[[!tag rant debian]]
John Goerzen filed a bug on Okular for arbitrarily enforcing DRM in PDF files. Much hilarity resulted.
This incident makes me angry. I am now going to blow off some steam.
- I fully agree with John on the core issue: Okular should not restrict its users regardless of what PDF authors and the PDF say.
- If Okular upstream disagrees, Debian should patch its version. Especially so since it is a one-word patch.
- The feature is a copy restriction, but it is not DRM. Calling it DRM is clearly a bug and only serves to advance the agenda of the copyright mafia.
- Making it easy to disable is nice. Requiring the user to realize it can be turned off, and having to navigate to the settings dialog to do it, is not onerous, but it is user-unfriendly.

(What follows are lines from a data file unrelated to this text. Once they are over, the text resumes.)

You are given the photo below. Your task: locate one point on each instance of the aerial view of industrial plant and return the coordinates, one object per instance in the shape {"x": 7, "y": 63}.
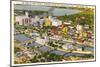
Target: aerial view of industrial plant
{"x": 53, "y": 33}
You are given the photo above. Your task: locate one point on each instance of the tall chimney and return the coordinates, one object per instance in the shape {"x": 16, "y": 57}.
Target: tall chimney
{"x": 26, "y": 14}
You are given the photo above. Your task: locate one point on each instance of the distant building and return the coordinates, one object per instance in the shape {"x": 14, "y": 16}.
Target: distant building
{"x": 24, "y": 19}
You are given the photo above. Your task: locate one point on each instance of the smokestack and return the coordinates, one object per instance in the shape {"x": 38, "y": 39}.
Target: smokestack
{"x": 26, "y": 14}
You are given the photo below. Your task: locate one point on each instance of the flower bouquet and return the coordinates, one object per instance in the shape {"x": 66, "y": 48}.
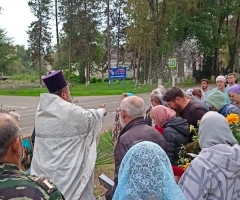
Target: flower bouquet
{"x": 194, "y": 148}
{"x": 234, "y": 123}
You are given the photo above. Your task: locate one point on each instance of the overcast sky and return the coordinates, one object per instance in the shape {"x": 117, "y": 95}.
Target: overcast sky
{"x": 15, "y": 19}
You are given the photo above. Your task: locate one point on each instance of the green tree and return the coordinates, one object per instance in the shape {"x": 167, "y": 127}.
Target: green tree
{"x": 39, "y": 34}
{"x": 7, "y": 51}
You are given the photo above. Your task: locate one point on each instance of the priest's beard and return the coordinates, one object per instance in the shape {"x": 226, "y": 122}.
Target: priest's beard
{"x": 121, "y": 122}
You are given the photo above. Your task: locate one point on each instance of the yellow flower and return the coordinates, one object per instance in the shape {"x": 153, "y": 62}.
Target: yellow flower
{"x": 186, "y": 166}
{"x": 192, "y": 128}
{"x": 232, "y": 119}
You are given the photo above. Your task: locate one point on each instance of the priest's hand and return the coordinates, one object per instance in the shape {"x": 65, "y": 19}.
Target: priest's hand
{"x": 105, "y": 190}
{"x": 104, "y": 109}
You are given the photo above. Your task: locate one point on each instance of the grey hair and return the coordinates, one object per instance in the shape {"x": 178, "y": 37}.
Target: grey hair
{"x": 156, "y": 91}
{"x": 15, "y": 115}
{"x": 162, "y": 89}
{"x": 9, "y": 130}
{"x": 134, "y": 106}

- It is claimed (without references) that some corporations require the feature for nebulous legal reasons. They don't seem to require it with xpdf or evince, though. If they do require it, the corporations should change things to suit them. Serving the supposed interests of unidentified corporations over the actual, stated needs of prominent users is simply wrong. It's so mind-bogglingly, hideously opposite of anything sensible that it is clear it's not a real reason.
- I claim, based on their behavior in the discussion, that the real reason Okular upstream and Debian KDE maintainers still oppose changing the default is that this became a battle of egos and they don't want to lose face by giving in now.
The last point is what annoys me most: that we, in Debian, still dig trenches so deep we can't see the other side, that we twist the entire world to protect our egos. Clearly, John shares some blame: his initial bug report was needlessly aggressive, but that doesn't excuse everyone else.
Including myself, for writing this blog entry. I have no excuse.